RoboCop. Great movie. Forget the sequels, or the lame tv show, the orginal Paul Verhoeven-Peter Weller epic is a masterpiece of high concept and highly stylized violence. But there is one thing about the film that has stuck with me, something that I ponder from time to time. During the movie, the people of the future are shown watching television; news, commercials, tv shows. One of the programs they watch is a sitcom starring a short, bald man with a thick moustache and thicker glasses. He bumbles through several escapades on this sitcom, usually involving large breasted women in bikinis. All throughout RoboCop, people are shown watching this sitcom, laughing out loud at what they see.
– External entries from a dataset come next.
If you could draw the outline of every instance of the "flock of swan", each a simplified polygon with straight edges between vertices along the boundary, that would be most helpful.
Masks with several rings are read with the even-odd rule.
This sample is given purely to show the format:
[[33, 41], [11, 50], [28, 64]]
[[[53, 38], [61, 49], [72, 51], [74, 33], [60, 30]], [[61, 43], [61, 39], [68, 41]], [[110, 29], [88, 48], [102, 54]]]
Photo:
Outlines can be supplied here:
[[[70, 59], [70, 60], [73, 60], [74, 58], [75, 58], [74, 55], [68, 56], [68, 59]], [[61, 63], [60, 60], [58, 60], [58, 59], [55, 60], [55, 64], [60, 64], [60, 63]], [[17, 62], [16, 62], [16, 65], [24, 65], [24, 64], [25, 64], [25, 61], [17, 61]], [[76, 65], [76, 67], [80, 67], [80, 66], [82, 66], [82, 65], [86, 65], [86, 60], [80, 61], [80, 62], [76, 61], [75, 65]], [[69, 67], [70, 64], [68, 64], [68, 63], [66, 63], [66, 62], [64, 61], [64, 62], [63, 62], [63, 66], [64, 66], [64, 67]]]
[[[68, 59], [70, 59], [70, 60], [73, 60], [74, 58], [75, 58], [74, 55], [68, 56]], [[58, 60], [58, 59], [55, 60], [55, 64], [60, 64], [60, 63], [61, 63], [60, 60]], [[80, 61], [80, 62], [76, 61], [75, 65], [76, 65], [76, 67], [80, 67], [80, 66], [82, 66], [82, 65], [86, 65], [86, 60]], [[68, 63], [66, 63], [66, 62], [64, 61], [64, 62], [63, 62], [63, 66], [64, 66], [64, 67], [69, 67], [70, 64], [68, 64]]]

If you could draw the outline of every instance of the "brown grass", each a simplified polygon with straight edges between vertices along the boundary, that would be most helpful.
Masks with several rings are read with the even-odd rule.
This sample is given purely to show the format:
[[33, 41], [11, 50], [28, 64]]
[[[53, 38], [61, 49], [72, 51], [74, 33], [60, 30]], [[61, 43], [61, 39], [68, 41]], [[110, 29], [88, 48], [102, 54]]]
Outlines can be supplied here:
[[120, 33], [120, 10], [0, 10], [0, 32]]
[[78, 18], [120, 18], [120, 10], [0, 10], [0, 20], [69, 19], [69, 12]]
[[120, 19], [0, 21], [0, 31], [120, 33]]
And more than once in the film, the bald guy on the sitcom says, "I'd buy that for a dollar." He says this line and everybody laughs. The people in the studio audience, the people watching the sitcom at home; everyone thinks "I'd buy that for a dollar" is the funniest thing they've ever heard. One of the characters in the film even uses the phrase in day-to-day conversation. It's so popular, it's become a catchphrase. It's the sitcom's signature line. For the people in RoboCop's future society, "I'd buy that for a dollar" is part of the pop culture. So what I wonder is this. At some point in the history of this sitcom, the line "I'd buy that for a dollar" was used for the first time. It gets a huge response and it becomes a running joke. So, what happened that first time? What was the first situation for which "I'd buy that for a dollar" was the punchline? What was it that happened that first time to make the line "I'd buy that for a dollar" so damn funny?

These are the things that keep me up at night.